Media Flow Controller Configuration Tasks : How To : Configure Media Flow Controller as a Mid-Tier Proxy

Configure Media Flow Controller as a Mid-Tier Proxy
Service providers are using 3-tier architectures de-coupling front end servers from back-end storage servers by deploying mid-tier proxies. Mid-tier proxies reduce network latency, save bandwidth costs, offload origin servers, and scale front-end server throughput. Media requests are handled by front-end servers, supporting multiple protocols, that issue HTTP fetch requests to Media Flow Controller mid-tier proxy, instead of to origin servers. Media Flow Controller serves the content just as an origin server would in a network without mid-tier servers.
You can configure Media Flow Controller as a mid-tier proxy via a namespace setting.

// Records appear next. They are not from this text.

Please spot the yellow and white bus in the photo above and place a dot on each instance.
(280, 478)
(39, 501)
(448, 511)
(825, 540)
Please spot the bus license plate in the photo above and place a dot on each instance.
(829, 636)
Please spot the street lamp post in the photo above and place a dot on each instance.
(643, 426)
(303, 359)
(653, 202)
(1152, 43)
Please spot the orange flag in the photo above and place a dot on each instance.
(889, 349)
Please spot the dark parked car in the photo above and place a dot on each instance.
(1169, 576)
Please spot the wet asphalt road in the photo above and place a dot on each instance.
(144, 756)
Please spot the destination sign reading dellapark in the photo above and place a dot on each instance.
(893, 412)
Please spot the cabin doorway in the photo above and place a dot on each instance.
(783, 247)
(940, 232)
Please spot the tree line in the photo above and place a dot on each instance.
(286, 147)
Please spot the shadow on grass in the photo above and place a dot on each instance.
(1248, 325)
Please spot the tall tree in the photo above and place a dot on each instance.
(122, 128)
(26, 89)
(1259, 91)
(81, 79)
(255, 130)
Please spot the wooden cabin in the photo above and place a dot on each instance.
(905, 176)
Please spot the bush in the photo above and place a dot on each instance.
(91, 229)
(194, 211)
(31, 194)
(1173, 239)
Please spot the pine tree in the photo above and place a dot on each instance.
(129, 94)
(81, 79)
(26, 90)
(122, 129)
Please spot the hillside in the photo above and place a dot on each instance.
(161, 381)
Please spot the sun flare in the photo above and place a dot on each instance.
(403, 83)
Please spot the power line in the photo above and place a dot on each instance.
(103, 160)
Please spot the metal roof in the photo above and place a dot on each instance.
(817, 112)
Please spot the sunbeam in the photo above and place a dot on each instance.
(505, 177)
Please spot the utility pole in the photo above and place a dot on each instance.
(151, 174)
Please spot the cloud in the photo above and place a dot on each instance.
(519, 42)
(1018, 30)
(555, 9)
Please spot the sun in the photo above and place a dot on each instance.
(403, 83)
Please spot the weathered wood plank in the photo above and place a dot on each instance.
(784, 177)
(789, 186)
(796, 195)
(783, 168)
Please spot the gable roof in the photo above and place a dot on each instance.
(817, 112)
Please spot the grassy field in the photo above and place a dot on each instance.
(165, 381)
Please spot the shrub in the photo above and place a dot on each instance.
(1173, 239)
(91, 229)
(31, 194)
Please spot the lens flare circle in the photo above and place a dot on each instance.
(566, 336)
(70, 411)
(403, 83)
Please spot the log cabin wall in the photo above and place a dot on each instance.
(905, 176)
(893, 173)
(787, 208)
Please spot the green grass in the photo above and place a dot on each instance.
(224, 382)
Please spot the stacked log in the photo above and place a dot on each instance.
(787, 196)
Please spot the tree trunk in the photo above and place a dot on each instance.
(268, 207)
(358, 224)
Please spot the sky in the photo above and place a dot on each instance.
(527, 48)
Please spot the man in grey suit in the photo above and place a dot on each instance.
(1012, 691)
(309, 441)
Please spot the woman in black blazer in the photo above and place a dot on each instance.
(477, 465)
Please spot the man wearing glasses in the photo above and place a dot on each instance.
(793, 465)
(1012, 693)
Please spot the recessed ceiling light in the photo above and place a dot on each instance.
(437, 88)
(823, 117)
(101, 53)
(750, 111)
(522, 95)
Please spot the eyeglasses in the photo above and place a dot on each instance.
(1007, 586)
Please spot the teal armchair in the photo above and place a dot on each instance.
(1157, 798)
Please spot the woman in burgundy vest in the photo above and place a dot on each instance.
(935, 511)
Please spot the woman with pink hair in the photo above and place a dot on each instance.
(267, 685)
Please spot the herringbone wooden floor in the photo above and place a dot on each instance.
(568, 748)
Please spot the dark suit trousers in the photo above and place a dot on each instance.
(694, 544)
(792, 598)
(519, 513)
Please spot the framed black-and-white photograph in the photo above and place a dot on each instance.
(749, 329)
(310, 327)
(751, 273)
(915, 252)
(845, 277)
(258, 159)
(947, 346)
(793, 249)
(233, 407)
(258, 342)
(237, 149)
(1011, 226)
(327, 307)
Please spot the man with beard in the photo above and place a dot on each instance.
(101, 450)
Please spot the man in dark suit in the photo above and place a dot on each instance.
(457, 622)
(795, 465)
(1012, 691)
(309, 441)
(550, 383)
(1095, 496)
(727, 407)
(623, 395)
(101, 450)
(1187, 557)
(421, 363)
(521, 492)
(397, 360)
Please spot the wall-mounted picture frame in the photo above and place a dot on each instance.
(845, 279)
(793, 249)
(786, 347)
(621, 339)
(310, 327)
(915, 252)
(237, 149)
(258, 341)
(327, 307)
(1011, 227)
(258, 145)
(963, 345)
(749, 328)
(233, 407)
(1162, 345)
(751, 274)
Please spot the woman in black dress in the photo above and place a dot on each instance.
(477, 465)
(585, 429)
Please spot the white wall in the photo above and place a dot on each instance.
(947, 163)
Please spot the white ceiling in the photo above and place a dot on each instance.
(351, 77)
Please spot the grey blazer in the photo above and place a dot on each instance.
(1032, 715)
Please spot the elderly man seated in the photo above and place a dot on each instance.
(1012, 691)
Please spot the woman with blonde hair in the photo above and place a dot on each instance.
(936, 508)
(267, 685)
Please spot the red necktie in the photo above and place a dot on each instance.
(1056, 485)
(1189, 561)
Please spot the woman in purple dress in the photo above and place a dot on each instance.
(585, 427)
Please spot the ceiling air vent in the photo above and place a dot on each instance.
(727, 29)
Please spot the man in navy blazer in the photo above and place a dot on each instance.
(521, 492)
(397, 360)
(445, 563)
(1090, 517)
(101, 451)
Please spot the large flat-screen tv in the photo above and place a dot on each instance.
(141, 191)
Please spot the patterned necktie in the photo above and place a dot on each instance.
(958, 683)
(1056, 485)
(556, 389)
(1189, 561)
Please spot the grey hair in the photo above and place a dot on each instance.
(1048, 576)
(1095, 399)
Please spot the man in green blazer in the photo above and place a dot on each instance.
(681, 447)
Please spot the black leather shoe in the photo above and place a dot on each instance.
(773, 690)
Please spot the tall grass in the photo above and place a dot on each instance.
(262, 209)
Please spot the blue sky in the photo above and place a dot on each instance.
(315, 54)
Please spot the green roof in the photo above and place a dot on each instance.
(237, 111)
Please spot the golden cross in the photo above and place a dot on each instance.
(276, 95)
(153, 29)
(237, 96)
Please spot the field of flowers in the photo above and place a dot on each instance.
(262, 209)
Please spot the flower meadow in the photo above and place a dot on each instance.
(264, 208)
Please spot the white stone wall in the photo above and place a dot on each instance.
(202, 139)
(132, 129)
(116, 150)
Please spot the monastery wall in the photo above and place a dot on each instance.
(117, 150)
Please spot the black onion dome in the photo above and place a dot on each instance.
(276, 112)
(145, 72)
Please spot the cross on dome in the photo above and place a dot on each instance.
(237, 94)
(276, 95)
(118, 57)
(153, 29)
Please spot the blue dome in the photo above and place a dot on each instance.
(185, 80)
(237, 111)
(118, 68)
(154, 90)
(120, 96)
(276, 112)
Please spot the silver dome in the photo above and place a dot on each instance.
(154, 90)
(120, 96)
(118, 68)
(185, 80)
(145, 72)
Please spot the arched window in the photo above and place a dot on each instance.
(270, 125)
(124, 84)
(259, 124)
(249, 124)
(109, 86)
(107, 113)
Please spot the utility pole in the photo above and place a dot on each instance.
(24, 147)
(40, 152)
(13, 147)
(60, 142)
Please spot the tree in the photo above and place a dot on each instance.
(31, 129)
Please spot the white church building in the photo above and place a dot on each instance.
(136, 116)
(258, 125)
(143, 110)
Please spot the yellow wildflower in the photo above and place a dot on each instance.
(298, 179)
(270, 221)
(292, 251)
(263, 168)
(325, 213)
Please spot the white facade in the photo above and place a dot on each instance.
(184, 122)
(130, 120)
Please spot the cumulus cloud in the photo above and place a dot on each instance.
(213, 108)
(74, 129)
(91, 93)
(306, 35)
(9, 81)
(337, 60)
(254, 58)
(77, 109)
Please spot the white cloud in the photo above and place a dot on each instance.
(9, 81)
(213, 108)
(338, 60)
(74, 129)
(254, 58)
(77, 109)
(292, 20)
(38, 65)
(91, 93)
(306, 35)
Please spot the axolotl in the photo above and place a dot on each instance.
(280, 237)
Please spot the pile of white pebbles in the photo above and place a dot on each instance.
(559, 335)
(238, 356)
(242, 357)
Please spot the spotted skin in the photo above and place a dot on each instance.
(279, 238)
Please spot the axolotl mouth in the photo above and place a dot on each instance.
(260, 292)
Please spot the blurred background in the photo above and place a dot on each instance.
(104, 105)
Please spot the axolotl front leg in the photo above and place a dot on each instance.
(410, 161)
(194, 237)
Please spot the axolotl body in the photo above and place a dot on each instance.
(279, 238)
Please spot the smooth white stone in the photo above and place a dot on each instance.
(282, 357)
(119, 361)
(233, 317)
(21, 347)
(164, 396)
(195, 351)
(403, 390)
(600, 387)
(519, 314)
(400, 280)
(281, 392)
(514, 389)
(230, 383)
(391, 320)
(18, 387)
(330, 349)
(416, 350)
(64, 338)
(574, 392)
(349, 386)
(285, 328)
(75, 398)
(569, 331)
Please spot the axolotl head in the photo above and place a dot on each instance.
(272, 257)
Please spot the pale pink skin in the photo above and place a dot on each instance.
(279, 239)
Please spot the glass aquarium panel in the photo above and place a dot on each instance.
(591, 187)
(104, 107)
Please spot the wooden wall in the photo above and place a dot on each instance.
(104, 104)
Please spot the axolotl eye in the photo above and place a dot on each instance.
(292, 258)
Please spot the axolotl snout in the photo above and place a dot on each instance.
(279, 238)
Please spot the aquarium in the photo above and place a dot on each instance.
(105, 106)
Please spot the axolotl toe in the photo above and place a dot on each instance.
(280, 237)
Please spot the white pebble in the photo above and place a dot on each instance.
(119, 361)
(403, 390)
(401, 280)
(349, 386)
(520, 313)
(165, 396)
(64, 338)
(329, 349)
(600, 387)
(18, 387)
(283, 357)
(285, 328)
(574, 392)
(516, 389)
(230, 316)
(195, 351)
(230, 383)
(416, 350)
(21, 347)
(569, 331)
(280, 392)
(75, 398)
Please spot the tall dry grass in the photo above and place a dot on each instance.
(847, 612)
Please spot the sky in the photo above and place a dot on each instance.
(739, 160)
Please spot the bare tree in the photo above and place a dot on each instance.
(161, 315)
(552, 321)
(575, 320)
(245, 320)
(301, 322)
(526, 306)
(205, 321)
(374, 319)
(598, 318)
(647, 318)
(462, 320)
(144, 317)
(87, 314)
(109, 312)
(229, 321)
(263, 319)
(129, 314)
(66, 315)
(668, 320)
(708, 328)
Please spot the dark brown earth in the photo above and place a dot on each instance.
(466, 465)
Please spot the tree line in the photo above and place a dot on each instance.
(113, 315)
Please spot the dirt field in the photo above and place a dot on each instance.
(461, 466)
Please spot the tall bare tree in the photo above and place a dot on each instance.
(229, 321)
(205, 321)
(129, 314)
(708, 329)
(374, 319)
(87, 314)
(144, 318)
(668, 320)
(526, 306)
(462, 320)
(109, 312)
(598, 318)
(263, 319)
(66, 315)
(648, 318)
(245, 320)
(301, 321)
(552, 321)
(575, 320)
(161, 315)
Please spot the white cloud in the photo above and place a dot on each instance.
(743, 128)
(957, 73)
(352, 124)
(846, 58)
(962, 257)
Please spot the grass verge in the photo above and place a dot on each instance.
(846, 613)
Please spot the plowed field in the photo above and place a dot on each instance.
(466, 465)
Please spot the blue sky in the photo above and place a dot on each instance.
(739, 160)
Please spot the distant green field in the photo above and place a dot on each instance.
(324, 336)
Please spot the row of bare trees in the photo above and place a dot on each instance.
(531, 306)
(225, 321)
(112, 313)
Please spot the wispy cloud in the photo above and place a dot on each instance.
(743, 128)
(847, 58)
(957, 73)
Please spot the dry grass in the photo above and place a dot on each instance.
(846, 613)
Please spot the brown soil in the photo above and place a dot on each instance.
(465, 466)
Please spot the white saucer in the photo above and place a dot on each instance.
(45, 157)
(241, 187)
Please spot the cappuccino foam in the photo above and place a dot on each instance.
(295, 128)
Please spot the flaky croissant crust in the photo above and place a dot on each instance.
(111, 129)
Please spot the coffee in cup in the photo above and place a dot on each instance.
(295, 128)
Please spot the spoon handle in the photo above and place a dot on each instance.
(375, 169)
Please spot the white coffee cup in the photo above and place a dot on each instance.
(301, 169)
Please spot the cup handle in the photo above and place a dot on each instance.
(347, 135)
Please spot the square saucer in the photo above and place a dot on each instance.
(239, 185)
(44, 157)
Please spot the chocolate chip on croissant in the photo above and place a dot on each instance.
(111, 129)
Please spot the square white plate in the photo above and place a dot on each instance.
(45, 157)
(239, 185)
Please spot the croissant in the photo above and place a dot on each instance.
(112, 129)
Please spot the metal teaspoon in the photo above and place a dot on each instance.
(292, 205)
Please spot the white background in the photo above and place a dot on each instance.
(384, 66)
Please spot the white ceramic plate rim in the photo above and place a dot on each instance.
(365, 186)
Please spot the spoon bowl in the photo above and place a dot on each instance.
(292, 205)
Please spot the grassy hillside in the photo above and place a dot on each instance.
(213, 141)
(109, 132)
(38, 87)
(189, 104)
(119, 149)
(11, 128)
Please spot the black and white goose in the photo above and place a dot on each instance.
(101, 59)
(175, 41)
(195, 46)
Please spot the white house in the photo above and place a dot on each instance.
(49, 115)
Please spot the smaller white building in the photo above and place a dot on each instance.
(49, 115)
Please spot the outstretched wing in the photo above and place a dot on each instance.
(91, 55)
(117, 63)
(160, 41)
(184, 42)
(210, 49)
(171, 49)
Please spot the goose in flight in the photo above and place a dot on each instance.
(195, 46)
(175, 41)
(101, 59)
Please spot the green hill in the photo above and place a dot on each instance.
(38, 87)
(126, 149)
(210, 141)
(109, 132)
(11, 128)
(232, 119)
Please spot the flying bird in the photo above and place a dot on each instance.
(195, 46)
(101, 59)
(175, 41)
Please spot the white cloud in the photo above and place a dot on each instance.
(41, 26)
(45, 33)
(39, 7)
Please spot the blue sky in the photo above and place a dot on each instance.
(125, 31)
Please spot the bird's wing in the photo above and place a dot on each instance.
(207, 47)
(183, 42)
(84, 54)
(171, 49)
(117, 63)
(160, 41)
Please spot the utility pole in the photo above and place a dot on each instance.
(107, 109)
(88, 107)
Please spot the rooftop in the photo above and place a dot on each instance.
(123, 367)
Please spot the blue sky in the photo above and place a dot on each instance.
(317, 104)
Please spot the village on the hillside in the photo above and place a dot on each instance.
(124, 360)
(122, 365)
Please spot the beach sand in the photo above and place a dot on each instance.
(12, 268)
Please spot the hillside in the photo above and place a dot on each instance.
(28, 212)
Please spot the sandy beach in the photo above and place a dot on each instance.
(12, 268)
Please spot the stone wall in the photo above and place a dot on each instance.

In this deployment, you must also configure user browsers to point at the Media Flow Controller; domain and match uri-prefix settings are generally irrelevant and can be set to any and / (slash), respectively. If you have multiple namespaces, set a low precedence (10 is the lowest) so incoming requests can pass to namespaces with specific uri-prefix matches (instead of / that accepts all incoming requests).
1.
Create a namespace with domain any, match uri / precedence 10 and origin-server http absolute-url.
2.
Configure your browser to point at the Media Flow Controller. In Internet Explorer™, you do this through the Tools > Internet Options > Connections > LAN settings page. In Mozilla Firefox™, use the Tools > Advanced > Network > Connection Settings page.
In this way, any connections to the Internet go through Media Flow Controller to the appropriate namespace rather than this one.